DCA believes the city's failure to develop an effective strategy for the Hellbranch is the result of a rush to piece together a plan in the face of pressure from developers. Under pressure, the administration decided to substitute zoning for planning. In so doing, the city essentially decided in advance that every property in the zoning area is appropriate for development.
In contrast, virtually every organization and agency with an interest in Darby recommended that Columbus pursue a regional planning process. This process should seek a scientifically accepted land use plan for communities in western Franklin County.
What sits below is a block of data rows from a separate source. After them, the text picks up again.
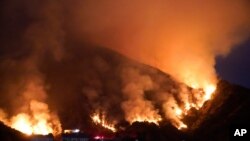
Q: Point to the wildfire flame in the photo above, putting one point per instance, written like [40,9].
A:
[100,119]
[39,121]
[146,119]
[205,96]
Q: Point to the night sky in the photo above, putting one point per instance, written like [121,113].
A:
[235,67]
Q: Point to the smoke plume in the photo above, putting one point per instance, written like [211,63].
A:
[181,38]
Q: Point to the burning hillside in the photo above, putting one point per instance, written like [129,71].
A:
[88,64]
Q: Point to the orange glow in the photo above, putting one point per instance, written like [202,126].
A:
[101,120]
[23,123]
[182,126]
[40,121]
[209,90]
[146,119]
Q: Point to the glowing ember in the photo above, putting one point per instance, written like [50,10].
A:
[178,112]
[182,126]
[39,122]
[209,90]
[101,120]
[147,119]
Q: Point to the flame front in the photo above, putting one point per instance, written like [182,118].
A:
[138,118]
[38,121]
[101,120]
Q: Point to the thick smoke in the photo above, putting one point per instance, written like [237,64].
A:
[136,107]
[41,34]
[181,38]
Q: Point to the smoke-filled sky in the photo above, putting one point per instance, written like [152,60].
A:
[45,43]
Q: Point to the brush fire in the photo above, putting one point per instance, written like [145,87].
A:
[132,62]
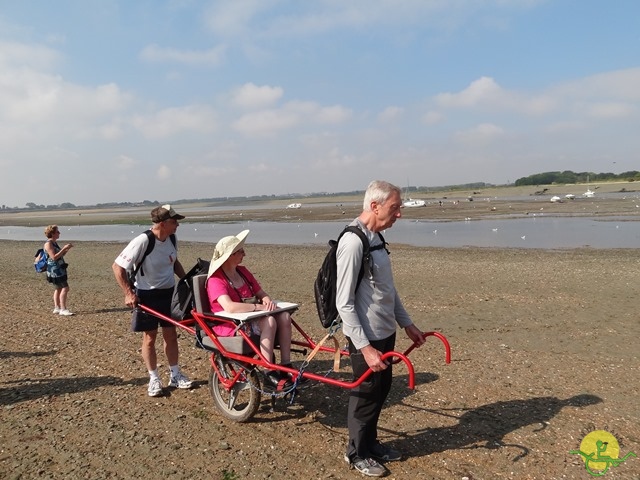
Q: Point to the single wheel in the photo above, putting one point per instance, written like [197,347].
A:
[242,400]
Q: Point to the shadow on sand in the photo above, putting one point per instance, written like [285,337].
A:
[487,425]
[26,389]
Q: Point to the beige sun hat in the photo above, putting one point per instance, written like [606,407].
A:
[226,247]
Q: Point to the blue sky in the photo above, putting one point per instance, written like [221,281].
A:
[130,100]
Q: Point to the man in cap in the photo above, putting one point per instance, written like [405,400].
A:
[371,311]
[154,283]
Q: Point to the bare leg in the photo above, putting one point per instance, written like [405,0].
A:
[170,337]
[63,297]
[149,349]
[56,297]
[283,321]
[267,336]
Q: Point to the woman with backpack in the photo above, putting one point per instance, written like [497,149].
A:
[57,269]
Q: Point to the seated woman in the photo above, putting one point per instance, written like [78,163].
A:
[232,288]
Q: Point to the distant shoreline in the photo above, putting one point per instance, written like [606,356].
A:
[502,202]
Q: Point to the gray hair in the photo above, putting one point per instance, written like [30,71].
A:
[378,191]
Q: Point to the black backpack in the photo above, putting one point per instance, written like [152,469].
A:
[40,260]
[183,302]
[152,243]
[325,285]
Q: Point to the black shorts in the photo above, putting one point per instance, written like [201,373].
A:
[158,300]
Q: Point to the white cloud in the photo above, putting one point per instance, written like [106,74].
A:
[228,19]
[14,55]
[390,114]
[164,172]
[291,115]
[485,93]
[167,122]
[123,162]
[212,57]
[480,134]
[432,118]
[610,110]
[265,122]
[252,96]
[333,115]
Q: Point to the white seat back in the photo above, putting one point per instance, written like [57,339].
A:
[200,297]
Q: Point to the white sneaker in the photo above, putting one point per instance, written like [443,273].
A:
[180,381]
[155,387]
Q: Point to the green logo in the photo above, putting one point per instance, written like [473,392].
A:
[600,451]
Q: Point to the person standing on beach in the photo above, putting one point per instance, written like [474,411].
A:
[57,269]
[154,285]
[370,315]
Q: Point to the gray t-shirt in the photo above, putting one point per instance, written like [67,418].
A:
[375,310]
[158,266]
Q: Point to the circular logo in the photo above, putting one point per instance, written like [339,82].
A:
[597,445]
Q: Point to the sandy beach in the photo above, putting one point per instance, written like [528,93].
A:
[544,351]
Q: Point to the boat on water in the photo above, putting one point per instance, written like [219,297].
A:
[414,203]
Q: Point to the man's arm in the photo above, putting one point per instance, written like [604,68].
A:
[120,273]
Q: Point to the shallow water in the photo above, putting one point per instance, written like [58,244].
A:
[530,232]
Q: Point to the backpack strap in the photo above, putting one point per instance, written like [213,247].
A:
[366,248]
[151,243]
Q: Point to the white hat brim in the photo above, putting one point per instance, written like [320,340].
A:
[233,247]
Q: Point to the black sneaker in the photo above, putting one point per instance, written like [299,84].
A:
[384,453]
[366,466]
[278,380]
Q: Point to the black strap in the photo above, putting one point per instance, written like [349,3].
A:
[151,243]
[245,281]
[366,248]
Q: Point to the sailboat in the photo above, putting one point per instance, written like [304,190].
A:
[411,202]
[589,193]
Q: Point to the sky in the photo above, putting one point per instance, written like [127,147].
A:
[130,100]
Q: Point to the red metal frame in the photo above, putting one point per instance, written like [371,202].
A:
[258,359]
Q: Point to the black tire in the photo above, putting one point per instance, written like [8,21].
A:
[242,401]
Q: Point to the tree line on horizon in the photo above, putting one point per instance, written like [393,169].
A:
[545,178]
[569,177]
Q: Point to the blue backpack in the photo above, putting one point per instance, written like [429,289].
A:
[40,260]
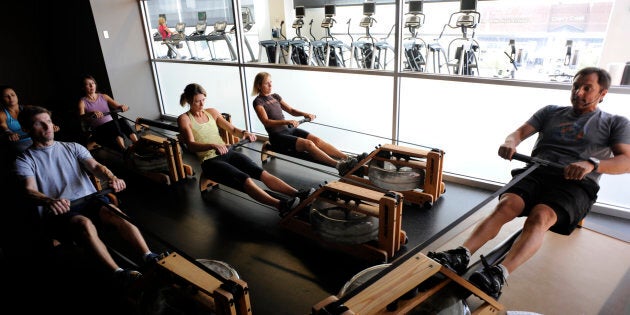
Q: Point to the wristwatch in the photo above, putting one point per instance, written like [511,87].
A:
[595,162]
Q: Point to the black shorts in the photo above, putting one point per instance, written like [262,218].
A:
[571,200]
[60,227]
[107,133]
[284,141]
[231,169]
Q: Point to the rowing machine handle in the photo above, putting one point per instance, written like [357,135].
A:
[300,122]
[529,159]
[84,199]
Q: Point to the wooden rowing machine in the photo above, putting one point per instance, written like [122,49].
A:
[387,293]
[207,289]
[387,207]
[431,161]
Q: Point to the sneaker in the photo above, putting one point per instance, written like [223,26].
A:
[287,205]
[345,166]
[303,194]
[127,277]
[490,279]
[362,156]
[153,258]
[455,259]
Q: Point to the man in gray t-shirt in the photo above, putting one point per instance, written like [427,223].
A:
[54,173]
[583,138]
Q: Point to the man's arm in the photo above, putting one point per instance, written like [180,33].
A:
[508,148]
[56,206]
[620,163]
[99,170]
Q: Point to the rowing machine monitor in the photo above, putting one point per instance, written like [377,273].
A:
[415,6]
[300,12]
[369,8]
[468,5]
[329,10]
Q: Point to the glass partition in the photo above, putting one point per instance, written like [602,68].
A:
[468,121]
[222,84]
[354,112]
[459,68]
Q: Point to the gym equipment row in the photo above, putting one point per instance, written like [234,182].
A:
[156,155]
[415,282]
[414,172]
[179,282]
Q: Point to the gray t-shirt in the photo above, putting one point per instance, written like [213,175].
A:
[565,137]
[271,104]
[57,169]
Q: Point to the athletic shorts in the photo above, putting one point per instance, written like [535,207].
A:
[60,227]
[284,141]
[231,169]
[571,200]
[107,133]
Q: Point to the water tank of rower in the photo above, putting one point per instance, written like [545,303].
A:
[388,175]
[341,225]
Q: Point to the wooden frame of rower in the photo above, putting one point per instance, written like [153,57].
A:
[405,277]
[386,206]
[431,161]
[177,169]
[229,297]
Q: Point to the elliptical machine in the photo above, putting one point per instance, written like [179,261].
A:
[416,49]
[327,51]
[464,59]
[367,51]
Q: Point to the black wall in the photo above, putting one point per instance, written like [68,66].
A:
[47,46]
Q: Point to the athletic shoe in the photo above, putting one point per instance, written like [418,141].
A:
[455,259]
[303,194]
[490,280]
[362,156]
[127,277]
[287,205]
[345,166]
[153,258]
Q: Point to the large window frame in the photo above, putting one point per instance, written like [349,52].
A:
[472,162]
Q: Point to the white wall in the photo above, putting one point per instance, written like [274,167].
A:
[126,56]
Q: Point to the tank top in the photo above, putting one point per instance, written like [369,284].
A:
[15,126]
[100,104]
[207,132]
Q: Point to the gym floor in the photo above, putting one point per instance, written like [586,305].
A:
[285,273]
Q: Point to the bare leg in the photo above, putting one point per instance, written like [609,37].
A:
[304,145]
[529,242]
[121,142]
[259,194]
[508,208]
[327,147]
[133,137]
[276,184]
[90,236]
[128,231]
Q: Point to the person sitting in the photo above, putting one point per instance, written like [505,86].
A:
[284,134]
[17,138]
[199,129]
[98,110]
[53,173]
[588,141]
[166,34]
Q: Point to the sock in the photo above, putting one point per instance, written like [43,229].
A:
[504,270]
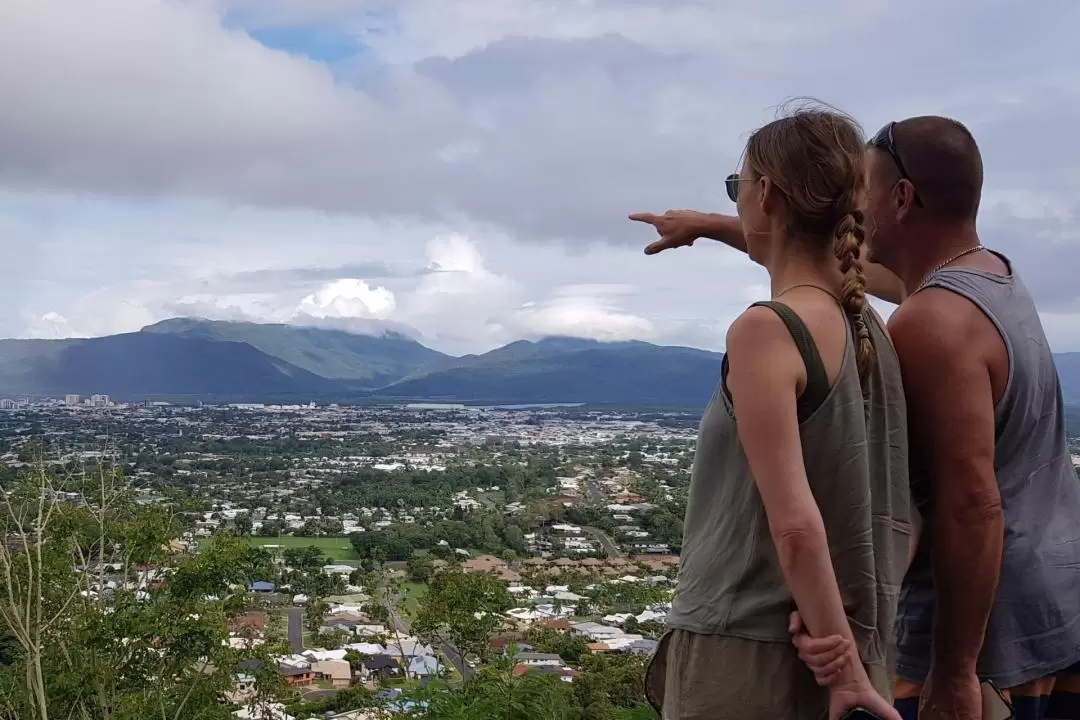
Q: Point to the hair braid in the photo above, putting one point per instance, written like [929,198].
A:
[848,246]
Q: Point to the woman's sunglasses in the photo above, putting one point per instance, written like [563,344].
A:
[732,185]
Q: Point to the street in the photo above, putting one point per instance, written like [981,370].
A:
[609,545]
[448,650]
[594,492]
[295,628]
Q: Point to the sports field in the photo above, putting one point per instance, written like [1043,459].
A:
[335,548]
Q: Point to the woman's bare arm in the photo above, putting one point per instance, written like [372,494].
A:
[763,377]
[682,228]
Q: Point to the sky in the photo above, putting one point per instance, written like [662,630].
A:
[461,170]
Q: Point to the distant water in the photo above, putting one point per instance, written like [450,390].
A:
[534,406]
[459,406]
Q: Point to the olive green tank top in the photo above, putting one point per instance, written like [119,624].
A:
[854,448]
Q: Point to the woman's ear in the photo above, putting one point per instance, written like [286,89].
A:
[768,194]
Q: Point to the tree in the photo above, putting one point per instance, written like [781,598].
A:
[419,568]
[105,623]
[464,608]
[243,525]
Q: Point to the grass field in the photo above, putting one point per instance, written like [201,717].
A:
[335,548]
[413,594]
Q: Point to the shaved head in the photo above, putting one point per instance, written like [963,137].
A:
[945,165]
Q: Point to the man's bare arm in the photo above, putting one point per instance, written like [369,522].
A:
[950,424]
[682,228]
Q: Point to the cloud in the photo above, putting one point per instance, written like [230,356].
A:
[585,312]
[349,297]
[474,160]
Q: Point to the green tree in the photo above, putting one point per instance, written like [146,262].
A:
[243,525]
[419,568]
[463,608]
[105,623]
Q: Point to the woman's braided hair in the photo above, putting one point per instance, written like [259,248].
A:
[815,158]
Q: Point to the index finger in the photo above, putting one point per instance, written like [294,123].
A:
[645,217]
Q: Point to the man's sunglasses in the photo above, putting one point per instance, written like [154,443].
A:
[882,140]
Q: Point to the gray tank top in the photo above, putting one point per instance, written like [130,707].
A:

This would allow responsible growth to coexist with a healthy Darby ecosystem.
We realize that watershed planning requires a major commitment on the part of Columbus; but only with Columbus’s strong leadership will truly nonintrusive development be possible.
Ironically, Columbus itself has proposed a more cautious approach elsewhere in the watershed. It has advocated setting aside the remainder of the Hellbranch watershed as an Environmentally Sensitive Development Area (ESDA). Under the city's proposed language, the ESDA "stipulates that no sewer
service be extended in the area until a multi-jurisdictional, multi-stakeholder advisory planning process yields its recommendations and environmentally protective conditions are in place." DCA supports this concept, but believes it is nonsensical to declare part of the watershed to be "environmentally sensitive" and part of it not. The ESDA should include the whole watershed.
There is no hurry to develop into the Darby watershed. The complexities of the problem, and the existing trends in water quality, suggest that caution is the sensible approach. Future generations of central Ohioans will be grateful if we have the foresight to value environmental prosperity over short term economic gains.